Indian Navy Considering Russian Kilo-Class Submarine Refurbishment Deal
The Russian United Shipbuilding Corporation has offered India a $1.8 billion deal for a total of six refurbished Kilo-class submarines. The Indian Navy would have three of its Kilos refurbished and would receive and an additional three Russian submarines.
The deal would most likely have been raised at the India-Russia Inter-Governmental Commission on Military and Military-Technical Cooperation (IRIGC-M&MTC) in March, but the event was postponed due to the outbreak of the Coronavirus pandemic.
The Indian Navy is currently looking to purchase submarines to fulfil its Maritime Capacity Perspective Plan, under which they are supposed to procure ten diesel-electric attack submarines (SSK) in addition to their existing fleet of fourteen such boats.
The Kilo-class SSK is an older, Soviet design from the late 1970s which was produced until the 1990s. Its original purpose was to destroy enemy surface combatants and submarines in defense of the Soviet Navy’s submarine bastions in the Barents Sea and the Sea of Okhotsk.
India commissioned ten Kilo SSKs between 1986 and 2000, all of which have been refitted to a more modern standard in the past two decades. Two of these boats are no longer in Indian service, as one was lost in an explosion in Mumbai harbour in 2013, and another one will soon be handed over to the Myanmar Navy following its recently completed refit by Hindustan Shipyard in Visakhapatnam.

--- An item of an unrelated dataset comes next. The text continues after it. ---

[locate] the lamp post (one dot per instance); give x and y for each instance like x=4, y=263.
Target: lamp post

The Indian Navy also operates other types of SSKs. Four older German Type-209, and two French Scorpène (Kalvari in Indian service) class boats, with four more on trials or under construction.
These submarines, however, cannot provide an important capability which the refurbished Kilo classes can – they cannot employ cruise missiles, while the Kilos can fire the 3M-14E Club-S missile which provides the submarine with land-attack capability.